El mal manejo judicial de la deuda refuerza la importancia de pensar en un cambio
En economía hay diferentes caminos para arribar a soluciones, pero ninguno de ellos recomienda la negación del problema y la refutación de la realidad. El Gobierno manejó mal la cuestión judicial de la deuda , relativizó el problema y ahora, cuando hay un hecho consumado, lo niega una y otra vez. No estamos frente a un problema semántico, el término es lo de menos, la realidad es lo que debiera preocupar y ocupar a los funcionarios.
Un combo de tres vértices afecta la economía: inflación, recesión y aumento del desempleo. Una tiene que ver con otra y todas tienen que ver con el futuro.
Estamos ante una crisis de confianza. Los trabajadores no tienen certezas con respecto a su estabilidad laboral, nadie cree que su sueldo valga a fin de mes al menos lo mismo que al empezarlo, los emprendedores desconfían de arriesgar y los inversionistas deciden no invertir. Esta crisis de confianza no arrancó ayer ni hoy. Hace dos años decimos que el valor del salario se deteriora paso a paso inflación mediante, que se crean más puestos de trabajo en el Estado que en el sector privado y que la presión impositiva vuelve inviables muchas actividades.
Tenemos la segunda inflación más alta del mundo, el crecimiento de nuestro PBI en los últimos quince años es mucho más bajo que el de la mayoría de los países de la región, ostentamos una larga historia de corrupción pública (el caso del Indec es paradigmático y el de Boudou, vergonzoso) y el nivel de la educación argentina se deterioró notablemente en los últimos diez años.
Como dice Facundo Manes, tenemos un problema de miopía del futuro. Vemos sólo lo inmediato, actuamos sobre la coyuntura y a menudo equivocamos caminos porque los elegimos privilegiando la inmediatez.
Esta situación es difícil, pero no terminal, y tenemos que tomarla como una oportunidad para ponernos frente al espejo. Nada aprenderemos como sociedad si luego de este episodio retomamos ese estado emocional pendular que nos lleva a ser un día los mejores del mundo y al otro día a sentirnos un desastre.
La Argentina no es ni una ni otra cosa. No es una potencia, pero tampoco es una nación fracasada que esté destinada a sólo sobrevivir en un mundo cruel.
Tenemos muy buenas perspectivas en el mediano plazo. Nuestros recursos naturales y el potencial agroindustrial, emprendedor e innovador nos abren puertas. La clave para aprovechar esas oportunidades pasa por recuperar confianza.

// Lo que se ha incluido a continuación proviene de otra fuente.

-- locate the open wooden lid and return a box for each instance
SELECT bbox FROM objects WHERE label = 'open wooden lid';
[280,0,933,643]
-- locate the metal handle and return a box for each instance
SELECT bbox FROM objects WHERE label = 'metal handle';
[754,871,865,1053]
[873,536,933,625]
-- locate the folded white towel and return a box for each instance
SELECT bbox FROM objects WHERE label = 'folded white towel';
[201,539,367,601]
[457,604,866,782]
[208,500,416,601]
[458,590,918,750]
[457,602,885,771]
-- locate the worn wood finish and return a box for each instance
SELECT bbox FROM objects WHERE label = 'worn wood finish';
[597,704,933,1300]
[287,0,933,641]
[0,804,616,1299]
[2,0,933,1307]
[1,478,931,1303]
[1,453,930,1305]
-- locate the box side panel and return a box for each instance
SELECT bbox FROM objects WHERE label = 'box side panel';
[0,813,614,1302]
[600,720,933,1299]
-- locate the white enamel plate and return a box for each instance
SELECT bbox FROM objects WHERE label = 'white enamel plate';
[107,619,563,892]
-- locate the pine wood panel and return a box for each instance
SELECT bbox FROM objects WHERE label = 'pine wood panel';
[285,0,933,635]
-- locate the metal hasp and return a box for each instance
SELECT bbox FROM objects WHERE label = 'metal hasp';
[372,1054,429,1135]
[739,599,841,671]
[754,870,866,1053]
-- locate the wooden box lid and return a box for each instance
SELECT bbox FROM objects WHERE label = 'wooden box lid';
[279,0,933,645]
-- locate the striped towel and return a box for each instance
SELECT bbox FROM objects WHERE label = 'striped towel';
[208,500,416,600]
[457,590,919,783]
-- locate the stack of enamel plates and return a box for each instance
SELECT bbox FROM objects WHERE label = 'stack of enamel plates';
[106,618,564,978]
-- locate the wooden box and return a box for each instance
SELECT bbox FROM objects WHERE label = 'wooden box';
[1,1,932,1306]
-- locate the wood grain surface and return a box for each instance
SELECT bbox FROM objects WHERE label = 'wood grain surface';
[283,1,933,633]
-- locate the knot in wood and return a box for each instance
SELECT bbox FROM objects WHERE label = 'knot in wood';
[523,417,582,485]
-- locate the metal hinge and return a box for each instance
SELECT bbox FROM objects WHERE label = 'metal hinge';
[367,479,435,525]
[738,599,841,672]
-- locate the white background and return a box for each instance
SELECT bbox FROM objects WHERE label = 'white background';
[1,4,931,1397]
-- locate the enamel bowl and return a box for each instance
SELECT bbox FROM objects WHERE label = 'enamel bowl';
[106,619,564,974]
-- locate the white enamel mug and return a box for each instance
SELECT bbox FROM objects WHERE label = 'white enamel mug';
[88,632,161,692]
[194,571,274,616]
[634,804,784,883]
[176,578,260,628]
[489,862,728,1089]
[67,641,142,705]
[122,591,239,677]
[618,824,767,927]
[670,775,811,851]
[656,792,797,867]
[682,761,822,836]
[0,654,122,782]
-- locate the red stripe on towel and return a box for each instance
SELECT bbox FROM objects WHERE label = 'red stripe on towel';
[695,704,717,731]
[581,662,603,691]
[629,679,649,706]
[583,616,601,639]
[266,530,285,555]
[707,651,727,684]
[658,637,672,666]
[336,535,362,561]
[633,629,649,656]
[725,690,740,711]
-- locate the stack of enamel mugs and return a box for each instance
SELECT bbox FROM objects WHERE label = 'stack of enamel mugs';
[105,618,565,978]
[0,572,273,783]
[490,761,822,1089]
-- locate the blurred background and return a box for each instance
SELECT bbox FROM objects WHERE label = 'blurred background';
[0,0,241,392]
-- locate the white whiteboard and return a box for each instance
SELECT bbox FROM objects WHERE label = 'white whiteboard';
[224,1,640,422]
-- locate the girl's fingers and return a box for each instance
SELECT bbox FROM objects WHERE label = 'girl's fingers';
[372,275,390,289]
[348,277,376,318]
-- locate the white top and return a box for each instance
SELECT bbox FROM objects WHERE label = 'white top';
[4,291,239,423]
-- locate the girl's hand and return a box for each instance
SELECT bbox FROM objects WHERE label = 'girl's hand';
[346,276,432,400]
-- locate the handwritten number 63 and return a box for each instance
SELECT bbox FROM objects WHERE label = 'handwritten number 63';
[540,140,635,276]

En ese sentido, hay una hoja de ruta para el Gobierno: primero, decirle la verdad a la población: la economía está mal por una sucesión de errores que debemos enmendar con celeridad; segundo, que este revés judicial no afecte un solo puesto de trabajo; tercero, mirar más allá de mañana y notar que la mejor contribución que puede hacerle al futuro del país es normalizarlo para que desde 2015 podamos emprender de una buena vez el camino del progreso.
La inflación, la recesión y el desempleo son problemas urgentes que debemos resolver sin perder de vista las enormes oportunidades que nos ofrece el mundo. Para empezar, debemos recuperar la confianza y, para ello, nada mejor que ocuparnos de la realidad.
Estos días, más que nunca, queda claro cuál es el dilema que tiene la Argentina: cómo vamos a cambiar.
El cambio es inevitable, pero podemos cambiar de ciclo y entrar en una nueva etapa de populismo decadente, donde la impunidad, la incertidumbre y el patrioterismo ineficaz nos vuelvan a frustrar. Ese cambio sería la confirmación de un rumbo circular que periódicamente nos devuelve al punto de partida.
El cambio que necesitamos es más que una renovación de liderazgos. Debemos dar un paso adelante, hacia un futuro distinto y mejor; tenemos que iniciar una nueva época, donde la decencia política y la independencia de los poderes sean sagradas, las reglas de la economía, estables, y la igualdad de oportunidades para progresar, una realidad.